(upbeat music) - [Interviewer] Coin the term data science, data scientist hasn't been around that long. How do we know that it's just not going to go away in the future? - We don't. But here's the astonishing thing, Here's what we know for fact, the ability to use data to disproportionally provide value add is just growing and every year we have just seen it just improve and improve and improve and this has been a trend that has been going on for decades.

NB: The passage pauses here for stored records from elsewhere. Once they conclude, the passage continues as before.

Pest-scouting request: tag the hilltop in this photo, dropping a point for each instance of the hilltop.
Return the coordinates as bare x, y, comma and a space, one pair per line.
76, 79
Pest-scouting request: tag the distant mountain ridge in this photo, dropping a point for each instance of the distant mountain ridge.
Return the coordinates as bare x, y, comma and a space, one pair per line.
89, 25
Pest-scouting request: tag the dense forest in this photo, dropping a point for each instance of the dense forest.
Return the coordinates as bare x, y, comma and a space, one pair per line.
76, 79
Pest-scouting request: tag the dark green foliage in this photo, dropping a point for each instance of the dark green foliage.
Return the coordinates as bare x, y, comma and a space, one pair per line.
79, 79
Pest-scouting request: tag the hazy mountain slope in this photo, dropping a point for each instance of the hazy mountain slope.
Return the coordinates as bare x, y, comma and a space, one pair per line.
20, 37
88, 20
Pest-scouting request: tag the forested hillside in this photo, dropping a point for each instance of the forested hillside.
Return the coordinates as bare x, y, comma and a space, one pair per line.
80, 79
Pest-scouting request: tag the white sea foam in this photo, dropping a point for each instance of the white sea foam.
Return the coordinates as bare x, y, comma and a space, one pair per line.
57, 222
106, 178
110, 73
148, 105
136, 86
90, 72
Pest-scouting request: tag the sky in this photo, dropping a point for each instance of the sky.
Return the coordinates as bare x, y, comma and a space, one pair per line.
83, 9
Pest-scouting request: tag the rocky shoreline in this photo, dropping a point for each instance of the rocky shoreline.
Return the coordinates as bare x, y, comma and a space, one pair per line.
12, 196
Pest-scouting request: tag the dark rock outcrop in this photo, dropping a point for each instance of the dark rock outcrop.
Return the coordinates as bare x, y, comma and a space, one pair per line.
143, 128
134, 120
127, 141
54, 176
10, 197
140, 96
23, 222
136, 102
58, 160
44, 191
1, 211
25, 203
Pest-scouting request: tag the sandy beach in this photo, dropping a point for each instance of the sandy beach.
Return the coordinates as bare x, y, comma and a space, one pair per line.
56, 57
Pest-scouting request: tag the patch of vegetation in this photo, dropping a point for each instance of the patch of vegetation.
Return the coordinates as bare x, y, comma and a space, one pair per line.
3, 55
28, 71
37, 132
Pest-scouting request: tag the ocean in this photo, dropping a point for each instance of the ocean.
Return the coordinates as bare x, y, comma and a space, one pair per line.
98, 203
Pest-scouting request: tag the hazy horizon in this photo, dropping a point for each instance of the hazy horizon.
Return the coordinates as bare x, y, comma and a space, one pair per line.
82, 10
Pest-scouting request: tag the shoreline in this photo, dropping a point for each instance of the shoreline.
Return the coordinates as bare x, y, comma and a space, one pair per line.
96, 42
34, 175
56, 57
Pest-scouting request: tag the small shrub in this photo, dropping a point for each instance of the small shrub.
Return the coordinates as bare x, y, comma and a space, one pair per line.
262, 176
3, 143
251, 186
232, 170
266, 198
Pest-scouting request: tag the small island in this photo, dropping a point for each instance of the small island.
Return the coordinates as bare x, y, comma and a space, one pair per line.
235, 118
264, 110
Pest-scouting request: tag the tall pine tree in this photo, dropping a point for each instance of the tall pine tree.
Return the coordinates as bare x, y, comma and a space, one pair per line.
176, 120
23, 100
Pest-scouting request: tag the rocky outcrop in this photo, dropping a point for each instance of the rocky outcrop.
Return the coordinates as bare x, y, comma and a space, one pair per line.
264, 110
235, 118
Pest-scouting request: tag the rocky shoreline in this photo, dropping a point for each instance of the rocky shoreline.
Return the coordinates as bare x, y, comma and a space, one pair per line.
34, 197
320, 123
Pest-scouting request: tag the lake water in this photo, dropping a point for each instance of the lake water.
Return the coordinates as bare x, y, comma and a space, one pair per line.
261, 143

You know, from the Ford Assembly Plant days, to people starting to talk about the idea of Six Sigma and how do we get improved efficiencies to the world of linear programing which companies that do logistics like Fed-Ex, and DHL and UPS are built on to then moving into the world of starting to use more sophisticated techniques, like around machine learning and other things, this is just progressing. The field of AI has been around since the seventies and has gone through multiple waves and now is catching stride but all of this is leveraging data and now as we have increased amounts of censors, computational ability, that's only going to continue.
I have been incredibly surprised at the speed and growth of how data science has taken off and the demand by students to say they want to be in data science is blown me away. I'm so incredibly impressed. But what I think fundamentally though at this overall is we're just seeing how people want to use data in more and more unique ways and every time someone tells me about, like oh, we're using data in this novel way for this type of problem or that problem I think I would have never thought about that, I never would have imagined we could use data to have such an impact on the criminal justice system or in the case of Crisis Text Line, which is a service where you can text in for mental health issues.
If you text in and you use a word, "Tylenol" "aspirin" or "Advil" we know that you're four to sixteen times more likely to be in the act of committing suicide, because you can use all the broad set of data that's out there, collect it together, and start looking for patterns. That's a place nobody had thought to look for or the opioids crisis or pick all these other things. I think we are just at the beginning of scratching the surface of seeing where it is. Maybe it won't be always called data scientist. Maybe they'll be different versions of it but what I think is changing fundamentally is that we're asking ourselves what does it mean to use data in novel ways to add value.